- President: Raffaele Costa
- Founded: 27 May 1993
- Dissolved: 30 November 1998
- Split from: Italian Liberal Party
- Merged into: Forza Italia
- Headquarters: Rome
- Ideology: Liberalism Conservative liberalism Liberism
- Political position: Centre-right
- National affiliation: Pole of Freedoms/Pole of Good Government (1994–96) Pole for Freedoms (1996–98)
- European Parliament group: Forza Europa (1994–95)

= Union of the Centre (1993) =

Italian political party

The Union of the Centre (Unione di Centro, UdC) was a minor liberal political party in Italy. The party was a successor of the Italian Liberal Party.

==History==
The party was founded on 27 May 1993 as a "Giscardian rassemblement" by Raffaele Costa, leader of the Italian Liberal Party (PLI). The UdC included Liberals (Alfredo Biondi, Stefano De Luca, Giacomo Paire, Valentino Martelli, etc.), members of the Italian Republican Party (Guglielmo Castagnetti, Vincenzo Garaffa, Gaetano Gorgoni, etc.), members of the Italian Democratic Socialist Party (as Maurizio Pagani) and even Christian Democrats (as Eugenio Tarabini).

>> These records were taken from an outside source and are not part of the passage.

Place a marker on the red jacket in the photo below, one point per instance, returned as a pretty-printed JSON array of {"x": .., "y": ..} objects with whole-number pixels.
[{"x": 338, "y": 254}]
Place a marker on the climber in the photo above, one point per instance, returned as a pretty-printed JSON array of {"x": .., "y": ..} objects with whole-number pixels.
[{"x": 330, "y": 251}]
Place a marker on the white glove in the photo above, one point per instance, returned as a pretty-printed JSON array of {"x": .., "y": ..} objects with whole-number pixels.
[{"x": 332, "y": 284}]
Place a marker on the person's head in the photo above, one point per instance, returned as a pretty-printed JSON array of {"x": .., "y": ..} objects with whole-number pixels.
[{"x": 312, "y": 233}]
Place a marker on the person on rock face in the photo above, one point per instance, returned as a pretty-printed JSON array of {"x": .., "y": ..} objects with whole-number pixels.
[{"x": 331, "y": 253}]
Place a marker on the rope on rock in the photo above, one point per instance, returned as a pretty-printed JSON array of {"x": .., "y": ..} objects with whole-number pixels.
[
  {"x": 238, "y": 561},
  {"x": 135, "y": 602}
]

In February 1994 the PLI was dissolved into the Federation of Liberals (FdL), which elected Raffaello Morelli secretary and Biondi president. Costa refused to join the new party and led the UdC into the coalitions formed around Forza Italia (FI), the Pole of Freedoms in the North and the Pole of Good Government in the South.

At the 1994 general election the UdC elected some candidates with FI: Biondi (who was still president of the FdL, which sided with the Segni Pact), Costa, Biondi, Enrico Nan and Enzo Savarese to the Chamber of Deputies, Luciano Garatti and Carlo Scognamiglio to the Senate. The latter was elected President of the Senate, while Biondi was justice minister and Costa health minister in Silvio Berlusconi's first government (1994–1995). In the 1994 European Parliament election two members of the UdC, de Luca and Luigi Florio, were elected to the European Parliament. In the 1996 general election the UdC had three deputies (Biondi, Costa, Nan and Savarese) and two senators (Scognamiglio and Jas Gawronski) elected.

In 1998 the UdC was merged into FI. The activity of the UdC continued through the Liberal Union of the Centre, a political association, and Popular Liberalism, a faction within FI. Both Biondi and Costa later left FI/PdL.